Yes, time dilation at relativistic speeds is indeed evident when we compare observations made from different reference frames. If two observers are moving relative to each other at significant speeds, they will perceive time to be passing at different rates.
For example, let's consider a scenario where one observer is stationary (rest frame) and another observer is moving at a high velocity relative to the stationary observer. From the perspective of the stationary observer, they would measure time to be passing normally. However, the moving observer would perceive time to be passing slower compared to the stationary observer.

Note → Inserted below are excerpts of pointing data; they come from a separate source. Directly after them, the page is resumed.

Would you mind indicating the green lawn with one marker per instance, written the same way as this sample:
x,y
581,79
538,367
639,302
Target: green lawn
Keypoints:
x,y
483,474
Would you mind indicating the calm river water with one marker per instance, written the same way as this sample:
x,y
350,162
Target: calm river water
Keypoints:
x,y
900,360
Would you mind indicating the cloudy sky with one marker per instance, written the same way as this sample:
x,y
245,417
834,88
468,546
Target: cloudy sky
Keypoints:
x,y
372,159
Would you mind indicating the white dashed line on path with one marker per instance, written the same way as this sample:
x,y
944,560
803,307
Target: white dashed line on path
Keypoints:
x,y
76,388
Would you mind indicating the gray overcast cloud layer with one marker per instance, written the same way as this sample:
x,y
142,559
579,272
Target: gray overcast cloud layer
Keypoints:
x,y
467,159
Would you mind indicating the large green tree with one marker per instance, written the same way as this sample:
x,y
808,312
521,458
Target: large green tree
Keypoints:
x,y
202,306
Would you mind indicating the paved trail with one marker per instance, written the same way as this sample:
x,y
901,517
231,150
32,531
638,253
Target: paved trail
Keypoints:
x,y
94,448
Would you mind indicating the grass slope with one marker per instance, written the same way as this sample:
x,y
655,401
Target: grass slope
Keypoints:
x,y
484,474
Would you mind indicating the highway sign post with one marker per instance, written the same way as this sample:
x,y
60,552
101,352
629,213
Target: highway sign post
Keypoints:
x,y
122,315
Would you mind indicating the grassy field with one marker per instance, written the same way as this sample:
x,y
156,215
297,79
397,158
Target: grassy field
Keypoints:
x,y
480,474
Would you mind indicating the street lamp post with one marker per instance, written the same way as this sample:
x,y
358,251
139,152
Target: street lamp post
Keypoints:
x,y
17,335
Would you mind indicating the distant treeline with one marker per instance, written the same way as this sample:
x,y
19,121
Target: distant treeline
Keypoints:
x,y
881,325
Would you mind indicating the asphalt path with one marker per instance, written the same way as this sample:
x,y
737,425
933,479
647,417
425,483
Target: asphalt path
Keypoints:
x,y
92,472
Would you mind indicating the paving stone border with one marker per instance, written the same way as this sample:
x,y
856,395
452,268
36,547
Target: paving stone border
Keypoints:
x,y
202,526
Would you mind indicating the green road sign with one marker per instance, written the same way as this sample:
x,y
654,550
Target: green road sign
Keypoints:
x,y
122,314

This effect has been experimentally verified in numerous ways, such as with high-precision atomic clocks. For instance, experiments have been conducted with atomic clocks mounted on fast-moving airplanes or satellites. These experiments consistently show that the moving clocks experience time dilation, and when compared to stationary clocks, they register slightly slower time.
The observations of time dilation have practical consequences as well. For instance, the Global Positioning System (GPS) satellites, which are in motion relative to observers on the Earth's surface, experience time dilation. The satellite clocks are adjusted to compensate for this effect, ensuring accurate GPS positioning calculations.
So, while time dilation may not be immediately apparent in our everyday experiences at low speeds, it becomes more pronounced as objects approach relativistic velocities. By comparing observations between different reference frames, the effects of time dilation become evident, providing empirical evidence for the predictions of special relativity.